En 2004 dans les Alpes, l’alerte avait été donnée sur le lac du glacier de Rochemelon alors qu’il menaçait la vallée du Ribon, en Savoie. Le lac a été vidangé par siphonage.

J’ai évoqué dans plusieurs notes (18 juin 2022, 6 août 2022, 2 août 2023) le lac de fonte qui s’est formé à l’avant du glacier des Bossons et les travaux entrepris pour évacuer le trop-plein. A noter qu’au mois de janvier 2024, une énorme grotte, de plusieurs dizaines de mètres de diamètre, a vu le jour au cœur de ce glacier. Elle a fait naître un grand nombre de questions. Par exemple, on se demande si le réchauffement climatique est en cause.

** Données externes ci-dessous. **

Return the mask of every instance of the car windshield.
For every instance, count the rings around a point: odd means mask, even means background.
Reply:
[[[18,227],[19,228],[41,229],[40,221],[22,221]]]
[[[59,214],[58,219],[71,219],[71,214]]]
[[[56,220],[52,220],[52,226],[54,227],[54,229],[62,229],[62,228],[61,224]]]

Les experts se perdent en conjectures. Certains évoquent une grotte intraglaciaire qui se serait formée à cause d’une crevasse ou de rochers. Il est aussi question d’« une poche d’eau qui ne s’est pas refermée et dont la rupture serait la conséquence d’une nouvelle fracture. »

 Vue du lac glaciaire du glacier des Bossons (Crédit photo: Le Dauphiné)

Tous les travaux visant à vidanger les lacs provoqués par la fonte rapide des glaciers ont avant tout pour but de mettre en sécurité les populations qui vivent en aval de ces retenues d’eau. En France, on ne voudrait pas que se produise un tsunami comme celui qui a endeuillé Saint Gervais dans la nuit du 12 au 13 juillet 1892, quand la rupture d’une poche d’eau dans le glacier de Tête-Rousse a entraîné la mort de 175 personnes (voir la description de cet événement dans des notes rédigées le 23 avril 2019 et le 6 mai 2020).

L’Institut des Risques Majeurs (IRMA) de Grenoble indique que depuis un premier pompage en 2010, puis d’autres en 2011 et 2012, le glacier reste sous haute surveillance. Par exemple, des capteurs piézométriques mesurent en continu l’évolution de la pression d’eau en différents points du glacier. L’ensemble de ces mesures est synthétisé dans un rapport annuel et présenté à un comité de pilotage.

Le système de surveillance et d’alerte du glacier de Tête Rousse permet de détecter la survenance de la rupture de la poche d’eau sous le glacier ; il est totalement automatique. Le système est également équipé de quatre capteurs sismiques permettant de détecter les vibrations générées par une coulée de boue éventuelle. Le système d’alerte est équipé de quatre sirènes de forte puissance

En cas d’alerte, une commande radio est instantanément envoyée à toutes les sirènes qui déclenchent une séquence sonore spécifique pendant une durée de trente minutes pour l’alerte d’évacuation des habitants de Bionnay vers des zones définies hors risque. Un courrier leur a été adressé, les invitant à communiquer leurs coordonnées. Les habitants ont connaissance de points de rassemblement à rejoindre à pied au plus vite en cas de déclenchement de l’alerte. Dès le déclenchement des sirènes, le temps maximal pour évacuer est estimé à une dizaine de minutes pour les habitants.

 

Schéma accompagnant le texte de Joseph Vallot pour expliquer le processus de la catastrophe du 12 juillet 1892.

Certaines communes des Alpes tentent de tirer parti de ces importants volumes d’eau. C’est ainsi que la station des Deux Alpes (Isère) a exploité pendant près d’un an un lac naturel, laissé par le retrait du glacier de Mont-de-Lans. L’eau de fonte a été utilisée pour fabriquer de la neige artificielle et régénérer de la glace sur laquelle repose une partie des pistes de ski. Depuis la vidange du lac, qui s’est effectuée naturellement à l’automne 2018, les spécialistes de l’enneigement envisagent de répéter l’opération à partir de retenues d’eau et d’un lac artificiel, plus sécurisé. Selon les glaciologues, le système est efficace en théorie, mais trop localisé pour agir sur l’état de santé du glacier dont la durée de vie est estimée à bien moins d’un siècle.

Source : presse régionale, IRMA et données personnelles.